Sex differences in the relationship between digit ratio (2D:4D) and national case fatality rates for COVID-19: A reply to Sahin (2020)

John T Manning a, Bernhard Fink b,c,
PMCID: PMC7336120  PMID: 32659609

Sahin [1] re-examined our finding of a positive association between national male (but not female) digit ratios (2D:4D; the relative lengths of the index and ring fingers) and case fatality rates (CFR's) for COVID-19 [2]. The re-analysis confirms the positive relationship in a more recent data set provided by the World Health Organization, suggesting that the relationship of national male 2D:4D and CFR's is temporally stable [3]. In addition, Sahin added a regional variable (EURO/Non-EURO) and a “country size” variable (number of cases) to the regression equation, and detected a negative association between female 2D:4D and CFR's.
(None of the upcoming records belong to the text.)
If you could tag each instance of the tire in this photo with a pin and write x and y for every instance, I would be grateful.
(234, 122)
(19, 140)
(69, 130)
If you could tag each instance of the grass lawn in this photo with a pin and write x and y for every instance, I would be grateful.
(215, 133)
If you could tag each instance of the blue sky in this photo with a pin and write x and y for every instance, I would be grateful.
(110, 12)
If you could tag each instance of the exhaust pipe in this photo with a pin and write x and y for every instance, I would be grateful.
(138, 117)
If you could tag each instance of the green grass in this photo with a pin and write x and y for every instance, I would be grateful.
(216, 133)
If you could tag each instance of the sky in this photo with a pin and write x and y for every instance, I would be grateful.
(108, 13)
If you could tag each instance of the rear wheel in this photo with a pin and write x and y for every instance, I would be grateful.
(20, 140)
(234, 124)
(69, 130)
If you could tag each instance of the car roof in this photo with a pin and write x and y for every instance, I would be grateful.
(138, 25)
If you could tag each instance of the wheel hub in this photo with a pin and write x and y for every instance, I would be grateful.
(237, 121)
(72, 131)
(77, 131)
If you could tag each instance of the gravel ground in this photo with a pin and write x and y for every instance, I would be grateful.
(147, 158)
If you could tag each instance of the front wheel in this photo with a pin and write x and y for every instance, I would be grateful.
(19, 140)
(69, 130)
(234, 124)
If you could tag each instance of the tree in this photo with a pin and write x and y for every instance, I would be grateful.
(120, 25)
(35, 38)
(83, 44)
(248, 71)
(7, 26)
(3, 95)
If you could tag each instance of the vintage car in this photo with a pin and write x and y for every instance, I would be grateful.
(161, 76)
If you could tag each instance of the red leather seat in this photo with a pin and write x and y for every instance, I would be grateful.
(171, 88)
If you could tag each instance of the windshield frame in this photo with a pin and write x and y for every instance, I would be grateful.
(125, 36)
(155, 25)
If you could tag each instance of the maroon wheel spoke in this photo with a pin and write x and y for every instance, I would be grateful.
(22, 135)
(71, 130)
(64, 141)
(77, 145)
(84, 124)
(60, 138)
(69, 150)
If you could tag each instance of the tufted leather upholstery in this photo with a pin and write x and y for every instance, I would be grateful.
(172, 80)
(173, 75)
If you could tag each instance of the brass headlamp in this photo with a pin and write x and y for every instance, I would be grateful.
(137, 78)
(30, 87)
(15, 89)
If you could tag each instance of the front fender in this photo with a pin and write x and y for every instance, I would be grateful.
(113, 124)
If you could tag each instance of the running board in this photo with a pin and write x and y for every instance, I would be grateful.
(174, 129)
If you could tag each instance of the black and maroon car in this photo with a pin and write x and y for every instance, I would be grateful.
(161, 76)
Thus, the re-analysis extends previous findings of sex differences in mortality (males > females) in the relationship between 2D:4D and national CFR's for COVID-19 [2]. It also replicates the null finding of Jones et al. [4] for an association between 2D:4D and the percent male deaths in a smaller and less reliable sample. Jones et al.'s [4] focus on this without considering the main finding of 2D:4D and national CFR's for COVID-19 had the effect of obfuscating the latter [3].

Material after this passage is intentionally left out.